Thursday, March 17, 2016


“Too old to scold”

Just 'cause I liked it


    THE PORCH – The pollen is back and there’s not a thing we can do about it, so just dust off a place to sit and join the group. Don’t look at me, I was hoping we’d be on the roof, too, but Kay threatened to tell the doctor.

    This is the last time I’m bringing up the biceps injury, okay? About three weeks ago the doc went inside my arm, found my torn tendon and then refastened it somewhere around my elbow. Hours later, I left the hospital with some ace bandages wrapped around a brace and a bunch of paperwork.

    Somewhere in the paperwork was a sheet or four that explained the do’s and don’ts of injured arm usage. Instruction reading is not my strong point. I assumed the “arm rules” were made up just to cover actions that are beyond a reasonable doubt.
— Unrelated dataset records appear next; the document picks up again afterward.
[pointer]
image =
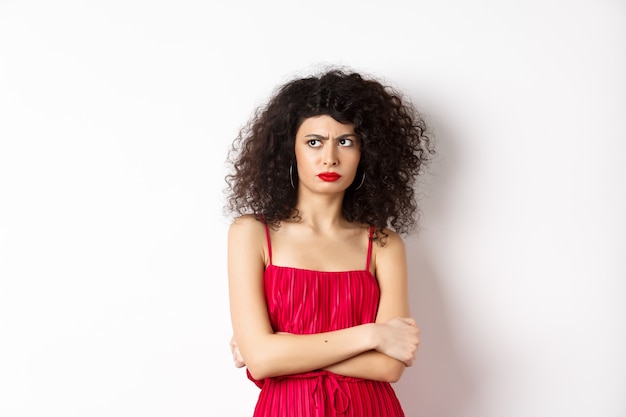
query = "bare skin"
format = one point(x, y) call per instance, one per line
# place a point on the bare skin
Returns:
point(320, 239)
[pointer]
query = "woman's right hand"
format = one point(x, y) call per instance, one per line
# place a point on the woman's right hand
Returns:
point(398, 338)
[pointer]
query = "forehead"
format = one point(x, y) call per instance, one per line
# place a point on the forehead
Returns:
point(324, 125)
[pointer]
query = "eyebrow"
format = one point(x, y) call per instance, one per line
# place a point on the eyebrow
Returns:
point(321, 137)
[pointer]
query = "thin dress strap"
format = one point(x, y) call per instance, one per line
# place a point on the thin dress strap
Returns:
point(369, 248)
point(269, 243)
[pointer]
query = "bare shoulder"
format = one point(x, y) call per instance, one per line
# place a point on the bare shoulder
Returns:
point(245, 223)
point(246, 238)
point(391, 241)
point(391, 253)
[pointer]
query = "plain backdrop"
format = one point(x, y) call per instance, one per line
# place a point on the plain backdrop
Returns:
point(115, 120)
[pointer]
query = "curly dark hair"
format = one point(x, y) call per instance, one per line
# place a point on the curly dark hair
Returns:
point(394, 146)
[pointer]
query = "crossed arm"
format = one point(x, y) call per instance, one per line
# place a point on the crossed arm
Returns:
point(379, 351)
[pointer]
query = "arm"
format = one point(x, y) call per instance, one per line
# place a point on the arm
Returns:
point(391, 272)
point(265, 353)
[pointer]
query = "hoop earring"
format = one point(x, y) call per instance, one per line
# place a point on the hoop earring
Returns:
point(361, 183)
point(291, 176)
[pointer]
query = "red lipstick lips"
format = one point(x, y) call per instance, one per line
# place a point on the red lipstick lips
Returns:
point(329, 176)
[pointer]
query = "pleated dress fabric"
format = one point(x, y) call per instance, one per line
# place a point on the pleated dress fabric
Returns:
point(303, 301)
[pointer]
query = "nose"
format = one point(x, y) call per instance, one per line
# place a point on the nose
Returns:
point(330, 156)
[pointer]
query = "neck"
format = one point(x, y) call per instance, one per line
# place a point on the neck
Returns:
point(321, 211)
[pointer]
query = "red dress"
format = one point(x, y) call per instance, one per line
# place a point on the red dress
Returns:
point(303, 301)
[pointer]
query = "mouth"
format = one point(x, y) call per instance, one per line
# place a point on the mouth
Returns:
point(329, 176)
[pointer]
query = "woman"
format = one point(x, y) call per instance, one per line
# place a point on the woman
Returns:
point(322, 184)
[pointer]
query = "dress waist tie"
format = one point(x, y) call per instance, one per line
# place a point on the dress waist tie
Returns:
point(326, 385)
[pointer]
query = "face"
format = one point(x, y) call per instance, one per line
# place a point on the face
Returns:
point(327, 154)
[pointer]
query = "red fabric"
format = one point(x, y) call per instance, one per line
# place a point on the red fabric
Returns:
point(303, 301)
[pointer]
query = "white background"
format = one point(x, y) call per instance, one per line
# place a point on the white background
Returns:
point(115, 120)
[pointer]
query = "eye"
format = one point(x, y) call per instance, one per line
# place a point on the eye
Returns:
point(346, 142)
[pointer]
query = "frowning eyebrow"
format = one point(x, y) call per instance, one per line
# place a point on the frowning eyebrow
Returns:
point(322, 137)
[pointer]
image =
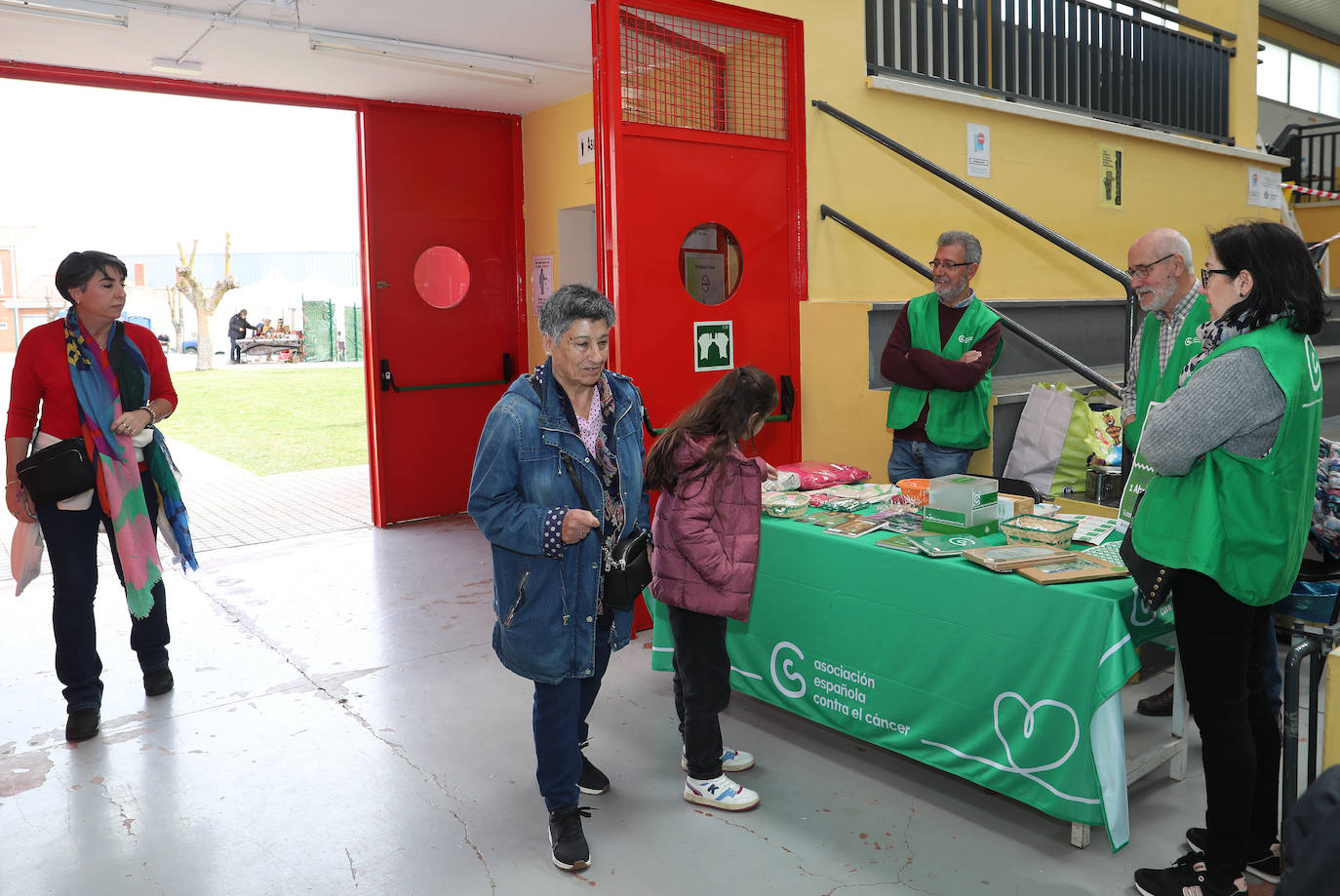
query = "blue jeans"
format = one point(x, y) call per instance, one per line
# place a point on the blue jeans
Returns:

I’m fairly sure that each box of paperclips has a warning label that reads “Do not swallow, or pull the wire apart and stick the sharp part in your eye.”

    During my post-op visit to the doctor, I walked in not wearing my brace or sling. You’d think I was shirtless with tassels. That guy let me have it. – “Didn’t I tell you to keep your arm stationary, to wear the brace, keep gauze on the wounds? If you trip or grab something in a reflex motion this thing could tear again.” He obviously got no pleasure in the thought of putting me or himself through that again. He wasn’t yelling, but I’m pretty sure he would’ve sent me to the principal’s office had they had one.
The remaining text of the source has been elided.